Many important error conditions can only be detected by this special 127 error code. This includes things like non-existent executables, failures in any of the file actions, and overlong argument lists. None of these conditions can be distinguished from each other, and furthermore none of them can be distinguished from a successfully launched program returning 127 for some other reason.
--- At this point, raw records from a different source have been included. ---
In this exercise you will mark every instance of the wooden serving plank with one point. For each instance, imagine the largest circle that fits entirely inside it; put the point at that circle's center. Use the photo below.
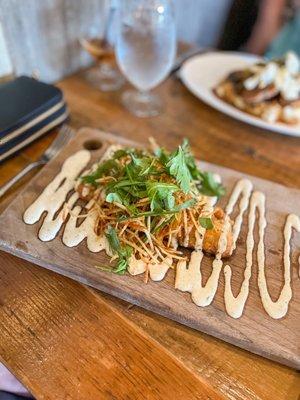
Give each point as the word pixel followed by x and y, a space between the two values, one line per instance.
pixel 254 331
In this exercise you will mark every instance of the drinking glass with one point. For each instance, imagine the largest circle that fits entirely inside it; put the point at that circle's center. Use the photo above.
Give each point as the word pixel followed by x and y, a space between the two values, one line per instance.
pixel 106 76
pixel 145 50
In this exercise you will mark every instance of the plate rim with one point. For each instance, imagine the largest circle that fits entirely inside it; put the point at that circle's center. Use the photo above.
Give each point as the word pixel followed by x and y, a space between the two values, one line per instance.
pixel 222 106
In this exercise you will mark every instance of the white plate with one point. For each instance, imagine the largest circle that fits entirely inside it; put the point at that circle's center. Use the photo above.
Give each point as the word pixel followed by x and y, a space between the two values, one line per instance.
pixel 202 73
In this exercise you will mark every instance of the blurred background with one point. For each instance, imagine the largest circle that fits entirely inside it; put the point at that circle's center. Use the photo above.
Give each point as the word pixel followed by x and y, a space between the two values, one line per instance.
pixel 43 35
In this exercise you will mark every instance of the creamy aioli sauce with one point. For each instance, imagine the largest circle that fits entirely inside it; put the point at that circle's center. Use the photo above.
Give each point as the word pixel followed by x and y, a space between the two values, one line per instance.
pixel 188 278
pixel 54 196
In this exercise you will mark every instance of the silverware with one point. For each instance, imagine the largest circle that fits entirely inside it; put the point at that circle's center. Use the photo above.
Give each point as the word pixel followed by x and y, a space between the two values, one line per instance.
pixel 64 135
pixel 185 56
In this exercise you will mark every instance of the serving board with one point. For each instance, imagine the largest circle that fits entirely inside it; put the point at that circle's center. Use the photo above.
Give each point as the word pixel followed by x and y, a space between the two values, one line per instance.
pixel 254 331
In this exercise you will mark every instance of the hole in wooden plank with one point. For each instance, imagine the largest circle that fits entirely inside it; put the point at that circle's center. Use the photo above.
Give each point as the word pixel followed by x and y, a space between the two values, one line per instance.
pixel 92 144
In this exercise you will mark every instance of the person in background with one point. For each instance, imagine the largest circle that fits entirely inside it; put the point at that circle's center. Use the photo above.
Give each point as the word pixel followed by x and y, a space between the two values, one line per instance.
pixel 263 27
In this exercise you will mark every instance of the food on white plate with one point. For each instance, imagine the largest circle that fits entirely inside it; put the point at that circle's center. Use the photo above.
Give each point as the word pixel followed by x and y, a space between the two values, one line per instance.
pixel 269 90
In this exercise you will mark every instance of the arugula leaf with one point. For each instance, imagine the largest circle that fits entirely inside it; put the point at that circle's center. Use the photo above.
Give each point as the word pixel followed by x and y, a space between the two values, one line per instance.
pixel 209 186
pixel 179 169
pixel 161 195
pixel 102 169
pixel 206 222
pixel 190 160
pixel 162 155
pixel 113 198
pixel 123 252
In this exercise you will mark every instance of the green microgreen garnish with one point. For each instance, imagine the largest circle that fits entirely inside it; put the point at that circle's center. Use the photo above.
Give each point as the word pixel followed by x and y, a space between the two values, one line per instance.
pixel 122 251
pixel 145 193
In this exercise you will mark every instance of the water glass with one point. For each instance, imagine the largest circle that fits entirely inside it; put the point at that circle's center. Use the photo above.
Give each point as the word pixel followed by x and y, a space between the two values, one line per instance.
pixel 145 50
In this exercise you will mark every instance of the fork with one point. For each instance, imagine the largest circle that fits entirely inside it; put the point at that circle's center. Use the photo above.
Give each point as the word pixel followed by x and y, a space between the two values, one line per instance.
pixel 64 135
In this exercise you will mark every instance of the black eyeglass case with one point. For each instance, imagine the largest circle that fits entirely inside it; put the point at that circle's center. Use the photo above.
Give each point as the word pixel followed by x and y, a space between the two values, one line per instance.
pixel 28 109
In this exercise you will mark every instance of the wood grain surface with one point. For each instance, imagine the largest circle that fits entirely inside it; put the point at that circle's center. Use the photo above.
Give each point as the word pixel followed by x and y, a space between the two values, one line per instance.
pixel 277 340
pixel 237 374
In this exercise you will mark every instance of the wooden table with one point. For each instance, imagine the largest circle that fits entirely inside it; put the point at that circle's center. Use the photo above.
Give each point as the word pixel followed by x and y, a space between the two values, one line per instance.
pixel 66 341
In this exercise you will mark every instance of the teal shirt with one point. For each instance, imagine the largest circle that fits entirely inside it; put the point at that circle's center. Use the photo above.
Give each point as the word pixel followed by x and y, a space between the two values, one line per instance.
pixel 288 39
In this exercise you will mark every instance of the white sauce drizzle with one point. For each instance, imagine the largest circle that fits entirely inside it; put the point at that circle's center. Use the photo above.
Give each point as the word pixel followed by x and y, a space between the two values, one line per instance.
pixel 54 195
pixel 188 278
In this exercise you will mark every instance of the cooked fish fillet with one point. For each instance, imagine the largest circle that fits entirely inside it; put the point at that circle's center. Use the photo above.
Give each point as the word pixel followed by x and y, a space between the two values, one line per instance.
pixel 211 237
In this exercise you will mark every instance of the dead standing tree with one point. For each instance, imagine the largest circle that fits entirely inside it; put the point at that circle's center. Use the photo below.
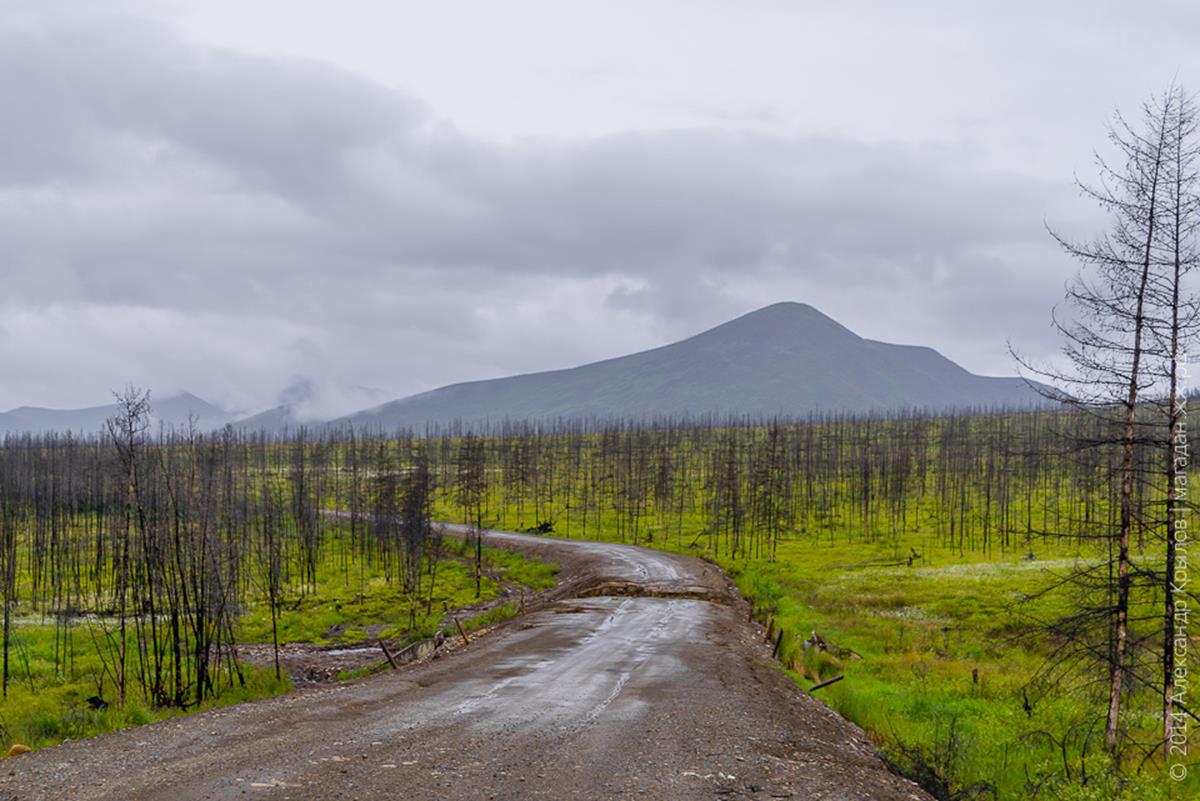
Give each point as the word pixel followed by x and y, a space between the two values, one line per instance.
pixel 1105 343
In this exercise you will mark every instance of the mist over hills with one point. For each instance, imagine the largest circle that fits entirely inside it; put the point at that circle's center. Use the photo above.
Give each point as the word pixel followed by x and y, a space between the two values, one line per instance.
pixel 785 360
pixel 173 411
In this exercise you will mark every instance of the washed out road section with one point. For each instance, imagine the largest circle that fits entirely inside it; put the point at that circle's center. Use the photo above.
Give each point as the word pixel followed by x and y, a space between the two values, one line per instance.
pixel 663 690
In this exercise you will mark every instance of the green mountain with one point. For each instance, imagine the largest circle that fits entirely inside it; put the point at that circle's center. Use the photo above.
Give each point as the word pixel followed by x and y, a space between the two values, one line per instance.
pixel 786 359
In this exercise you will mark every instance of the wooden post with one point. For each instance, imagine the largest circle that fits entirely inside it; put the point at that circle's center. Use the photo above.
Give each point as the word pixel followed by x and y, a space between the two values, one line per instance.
pixel 391 660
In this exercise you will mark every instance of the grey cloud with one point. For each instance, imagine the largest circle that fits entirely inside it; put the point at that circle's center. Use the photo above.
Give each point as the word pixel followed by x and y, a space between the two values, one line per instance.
pixel 339 228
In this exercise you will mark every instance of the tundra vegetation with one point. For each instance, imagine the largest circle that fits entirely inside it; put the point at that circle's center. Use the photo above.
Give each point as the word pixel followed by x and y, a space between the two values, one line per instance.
pixel 1006 595
pixel 132 565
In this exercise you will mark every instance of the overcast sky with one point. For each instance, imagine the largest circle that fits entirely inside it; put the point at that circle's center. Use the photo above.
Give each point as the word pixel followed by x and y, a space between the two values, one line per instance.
pixel 234 196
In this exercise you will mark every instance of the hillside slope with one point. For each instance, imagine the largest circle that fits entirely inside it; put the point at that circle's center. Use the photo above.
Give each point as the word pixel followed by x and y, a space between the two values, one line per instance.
pixel 787 359
pixel 172 411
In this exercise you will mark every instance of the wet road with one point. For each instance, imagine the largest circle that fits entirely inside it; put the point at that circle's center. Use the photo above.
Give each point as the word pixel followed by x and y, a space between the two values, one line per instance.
pixel 595 697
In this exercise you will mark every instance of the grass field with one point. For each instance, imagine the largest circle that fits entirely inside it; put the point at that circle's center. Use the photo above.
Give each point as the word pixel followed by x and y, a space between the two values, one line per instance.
pixel 46 706
pixel 943 680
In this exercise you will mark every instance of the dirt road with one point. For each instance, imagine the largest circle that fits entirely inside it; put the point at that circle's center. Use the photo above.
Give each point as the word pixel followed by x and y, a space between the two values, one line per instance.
pixel 636 678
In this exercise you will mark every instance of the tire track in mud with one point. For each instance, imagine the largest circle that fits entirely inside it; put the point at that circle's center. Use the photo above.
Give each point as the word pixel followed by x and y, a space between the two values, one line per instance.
pixel 637 675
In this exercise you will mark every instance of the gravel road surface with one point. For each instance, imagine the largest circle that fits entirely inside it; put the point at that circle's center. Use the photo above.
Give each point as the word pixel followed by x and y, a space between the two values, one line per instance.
pixel 639 676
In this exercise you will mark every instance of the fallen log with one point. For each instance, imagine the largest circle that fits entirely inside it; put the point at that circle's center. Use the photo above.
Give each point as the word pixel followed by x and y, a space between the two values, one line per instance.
pixel 826 682
pixel 391 660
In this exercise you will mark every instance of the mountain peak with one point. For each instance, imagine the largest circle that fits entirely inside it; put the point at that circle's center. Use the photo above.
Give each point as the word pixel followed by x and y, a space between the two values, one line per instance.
pixel 785 360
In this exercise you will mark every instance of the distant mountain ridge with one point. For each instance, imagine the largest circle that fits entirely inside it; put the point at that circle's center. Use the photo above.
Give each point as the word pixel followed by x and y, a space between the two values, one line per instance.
pixel 173 411
pixel 784 360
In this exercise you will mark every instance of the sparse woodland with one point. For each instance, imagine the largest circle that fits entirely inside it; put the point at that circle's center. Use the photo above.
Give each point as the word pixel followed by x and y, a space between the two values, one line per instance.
pixel 1012 585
The standard states that nothing could be done about this because no more information is available from wait() and they didn't want to extend it just for posix_spawn(). But wait() is not the only available method of interprocess communication! Rich Felker, author of the musl C standard library, realized it could easily be easily achieved with pipes, something like this:

int ret;

int pipefd[2];
if (pipe2(pipefd, O_CLOEXEC) != 0) {
	return errno;
}

*pid = fork();
if (*pid < 0) {
	ret = errno;
	close(pipefd[1]);
	close(pipefd[0]);
} else if (*pid == 0) {
	// Child
	close(pipefd[0]);

	execve(path, argv, envp);

	// exec() failed, write errno to the pipe
	ret = errno;
	while (write(pipefd[1], &ret, sizeof(ret)) < sizeof(ret));
	close(pipefd[1]);
	_Exit(127);
} else {
	// Parent
	close(pipefd[1]);

	// Read errno from the pipe
	if (read(pipefd[0], &ret, sizeof(ret)) == sizeof(ret)) {
		// Error occurred, clean up the process
		int wstatus;
		waitpid(*pid, &wstatus, 0);
	} else {
		// No error
		ret = 0;
	}
	close(pipefd[0]);
}

return ret;

Omissions

Several potentially convenient things are missing from the specification. Most frustrating for me is the lack of posix_spawn_file_actions_add[f]chdir(), though there is now a proposal to add it to the next version (at my suggestion).
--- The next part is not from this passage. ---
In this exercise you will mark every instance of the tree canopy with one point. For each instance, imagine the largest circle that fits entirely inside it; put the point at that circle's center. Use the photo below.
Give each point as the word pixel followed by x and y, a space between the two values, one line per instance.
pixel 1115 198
Another thing notably missing from POSIX is the execvpe() function, an exec() that lets you specify both the argument vector and environment variables while following the PATH. This would be helpful for implementing posix_spawnp(). Luckily there's a cheeky way to emulate it:

int execvpe(const char *file, char *const argv[], char *const envp[]) {
	extern char **environ;
	environ = envp; // Yeah, just clobber the global variable
	return execvp(file, argv);
}

For more general use, one would need to be more careful about things like thread safety and restoring the original environment on failure. But it's good enough for posix_spawnp() since we've already fork()ed.

Redemption

I'm not just venting frustration — I've decided to do something about all this by writing a replacement spawn()-type API here. It's part of bfs, but it should be fairly self-contained. If there's enough interest I could separate it out into its own project.